The story isn’t over. One year before the polio vaccines were rolled out to the public, in 1954 government scientist Bernice Eddy was put in charge of testing samples of polio vaccine at her NIH’s Laboratory of Biologics Control. She injected her 18 lab monkeys with vaccines from the five different companies and found that the vaccine from Cutter Laboratories had paralyzed her lab monkeys. Not sure what the cause was, Eddy removed the spinal cords from the monkeys and to her horror, she found live polio virus.

Eddy reported these alarming findings to her boss at NIH, Dr. William G. Workman, that the monkeys who were injected with vaccine from Cutter had developed polio-like symptoms, paralysis and some died. Sadly, this information was not passed on to the licensing boards.

Not only that, Julius Younger, a member of Jonas Salk’s laboratory flew to Berkeley to tour Cutter’s laboratory and was shaken to find that Cutter was growing live polio virus in the same room in which it stored killed vaccine. He noted that their inactivation curves weren’t up to par, its facilities were cramped, and its protocols were illegible or inaccurate, and their notebooks were sloppy. He told Salk about what he saw, but neither of them said anything to anyone else.

Aftermath

It turned out the brand new polio vaccines weren’t properly or consistently “inactivated.” The explanation was that there were clumps of virus that the formaldehyde didn’t reach the center of. Children had been injected with live viruses, and these children had a much higher rate of paralysis than a child who is exposed via the fecal-oral route, from a wild virus.

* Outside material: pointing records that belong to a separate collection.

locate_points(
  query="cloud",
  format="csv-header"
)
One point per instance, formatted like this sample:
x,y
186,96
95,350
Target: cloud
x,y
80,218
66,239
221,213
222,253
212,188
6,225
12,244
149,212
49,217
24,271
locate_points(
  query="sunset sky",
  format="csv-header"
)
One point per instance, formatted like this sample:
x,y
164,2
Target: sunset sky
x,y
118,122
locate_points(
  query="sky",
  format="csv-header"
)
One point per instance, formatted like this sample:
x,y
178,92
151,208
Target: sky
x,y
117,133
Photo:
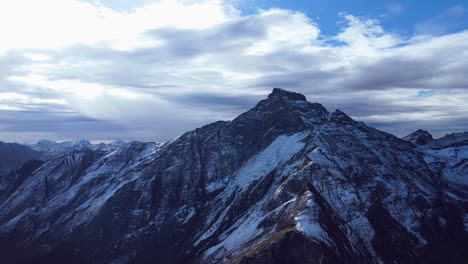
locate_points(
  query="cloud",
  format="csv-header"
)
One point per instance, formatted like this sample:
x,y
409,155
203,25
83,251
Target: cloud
x,y
443,22
395,8
148,74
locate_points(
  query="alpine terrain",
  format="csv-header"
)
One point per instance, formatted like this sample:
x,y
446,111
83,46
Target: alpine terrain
x,y
285,182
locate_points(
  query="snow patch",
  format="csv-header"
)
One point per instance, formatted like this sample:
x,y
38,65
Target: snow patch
x,y
274,156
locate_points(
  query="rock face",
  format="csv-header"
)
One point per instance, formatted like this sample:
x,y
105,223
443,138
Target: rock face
x,y
286,182
13,155
51,149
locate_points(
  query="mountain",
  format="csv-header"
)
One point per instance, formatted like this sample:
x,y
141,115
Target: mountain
x,y
448,156
285,182
419,137
13,155
51,149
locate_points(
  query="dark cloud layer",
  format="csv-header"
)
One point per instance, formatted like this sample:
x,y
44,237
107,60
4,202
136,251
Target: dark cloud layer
x,y
185,77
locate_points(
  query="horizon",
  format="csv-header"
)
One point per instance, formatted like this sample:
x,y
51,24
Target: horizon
x,y
152,70
108,141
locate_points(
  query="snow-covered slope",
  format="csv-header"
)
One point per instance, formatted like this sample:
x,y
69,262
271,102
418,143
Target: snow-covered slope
x,y
51,149
448,156
286,182
13,155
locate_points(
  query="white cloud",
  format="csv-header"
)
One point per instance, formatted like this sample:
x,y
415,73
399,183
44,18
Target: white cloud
x,y
163,68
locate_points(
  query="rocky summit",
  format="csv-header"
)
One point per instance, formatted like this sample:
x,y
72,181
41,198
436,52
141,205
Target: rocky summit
x,y
285,182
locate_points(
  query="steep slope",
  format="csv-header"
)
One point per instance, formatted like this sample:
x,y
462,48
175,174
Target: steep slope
x,y
13,155
448,156
286,182
51,149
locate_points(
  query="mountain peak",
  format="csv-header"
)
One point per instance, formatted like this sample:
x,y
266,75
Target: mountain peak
x,y
278,92
419,137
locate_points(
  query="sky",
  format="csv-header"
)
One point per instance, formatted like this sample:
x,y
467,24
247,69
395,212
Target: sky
x,y
150,70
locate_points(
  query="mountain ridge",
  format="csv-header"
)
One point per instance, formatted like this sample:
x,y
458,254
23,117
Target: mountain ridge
x,y
285,182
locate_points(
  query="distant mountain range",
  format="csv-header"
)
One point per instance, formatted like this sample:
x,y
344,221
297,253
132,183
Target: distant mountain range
x,y
285,182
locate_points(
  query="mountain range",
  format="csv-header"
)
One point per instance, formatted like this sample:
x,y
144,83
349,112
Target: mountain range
x,y
285,182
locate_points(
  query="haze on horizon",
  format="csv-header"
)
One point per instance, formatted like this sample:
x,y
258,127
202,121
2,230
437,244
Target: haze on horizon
x,y
151,70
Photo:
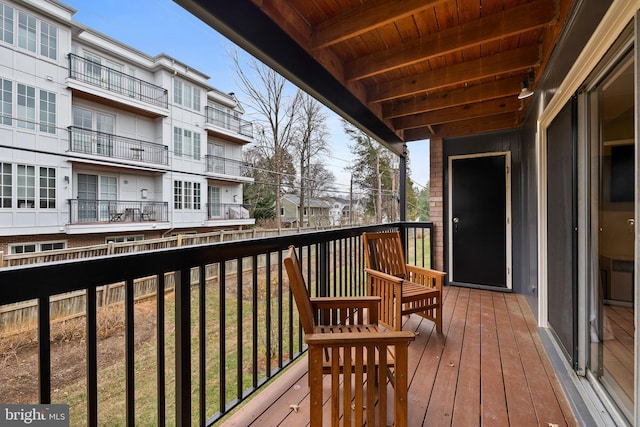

Cutter Laboratories was held legally responsible for the cases, and by April 1962, 54 of 60 lawsuits brought against the firm had been settled for a total of over $3 million, which is equivalent to $27 billion in today’s currency.

Today, we can’t sue a vaccine manufacturer for injuries, because our government indemnified vaccine makers in 1986 with the Vaccine Injury Act which actually just denies both compensation and causality to victims of vaccine injury.

Human error is palpable as ever in the story of polio.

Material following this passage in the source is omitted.